The former Arnold home builder whose business collapsed under revelations of his multimillion dollar fraud, had been brought into criminal court on charges he wrote about $3,000 in bad checks.
Christopher H. Hill, an attorney until he was disbarred in 1987 after being named in a $24 million legal malpractice suit, represented himself.
His form may have been a little rusty and he may have squirmed and fidgeted while the prosecutor issued his final arguments, but Hill argued his case and won.
"No comment, except that I'm happy," said the former owner of the now-defunct American Homes Corp., smiling as he left the courthouse with his parents.
Hill lost an $8 million default judgment last year in a civil suit from his role in a title-insurance scam. When his trial for bouncing checks as small as $80 started Thursday, he told the jury, "The rest of my life depends on this."
Once a builder of luxury homes who lived in a waterfront house and drove a $60,000 car, Hill spent part of the past year on the lam in Tacoma, Wash.
FBI agents and Tacoma police kicked in his door one Friday night in March, and he was soon on his way back East to answer criminal charges in Pennsylvania and in Maryland.
He spent a weekend in jail in Washington and a weekend in the Anne Arundel County Detention Center waiting to make bail. Hill says he is destitute and living with his parents in Silver Spring, working odd jobs as a carpenter.
Pacing and drinking coffee while awaiting the jury's verdict, Hill, 37, said he was afraid of being convicted. He also said he thinks the FBI will, sooner or later, charge him with crimes. He said federal agents interrogated him after his arrest in Washington.

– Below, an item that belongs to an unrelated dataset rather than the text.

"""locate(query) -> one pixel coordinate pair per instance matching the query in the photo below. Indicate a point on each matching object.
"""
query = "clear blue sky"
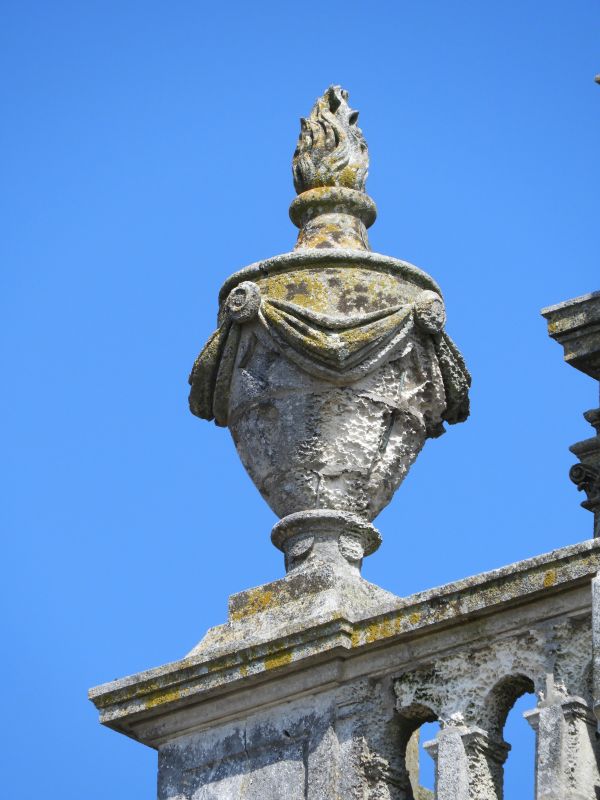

But for now, Hill has only one criminal charge hanging over his head. He has been charged with bouncing about $15,000 in commission checks to Long & Foster Realtors. Assistant State's Attorney John LeCornu said that in light of Friday's verdict, he will take another look at the Long & Foster case before deciding whether to go ahead with it.
In August, Hill pleaded guilty to one count of felony theft, said Rolf Bienk, chief deputy district attorney for Daulphin County, Pa. Bienk said Hill was fined $500, placed on 23 months' probation and was ordered to pay $11,600 in restitution to the Chartwood Manor Homeowners Association in Harrisburg.
In last week's trial in Anne Arundel County Circuit Court, prosecution witnesses, including Hill's sister-in-law, Victoria Albrittain, a former bookkeeper for his companies, said Hill approved all checks issued by his companies, American Homes Corp., ARC Inc and AFC Inc.
A bank officer testified that the account Hill drew on to pay a $1,195 bill to an Annapolis roofing company had, at the time, a balance of minus $1,878.29.
Another bank officer said an account used to write about $1,700 in payroll checks contained only $67.
LeCornu, the prosecutor, said Hill's business was "a financial Titanic," sinking amid the noisy complaints of creditors seeking payment. Trying to show that Hill intentionally bounced checks -- a necessary element for conviction -- LeCornu said Hill was "no dummy" and knew the checks would be no good, but "he had bigger bullets to dodge."
But Hill told the jury that the prosecution did not prove he authorized the checks specified in the charges, and he said the checks bounced because his bank accounts were frozen on July 14, 1989, when Stewart Title Guaranty Co. of Texas filed its multimillion fraud suit against him.
He also said one of the banks had authority to transfer money from his other accounts there to cover overdrafts, but failed to do so.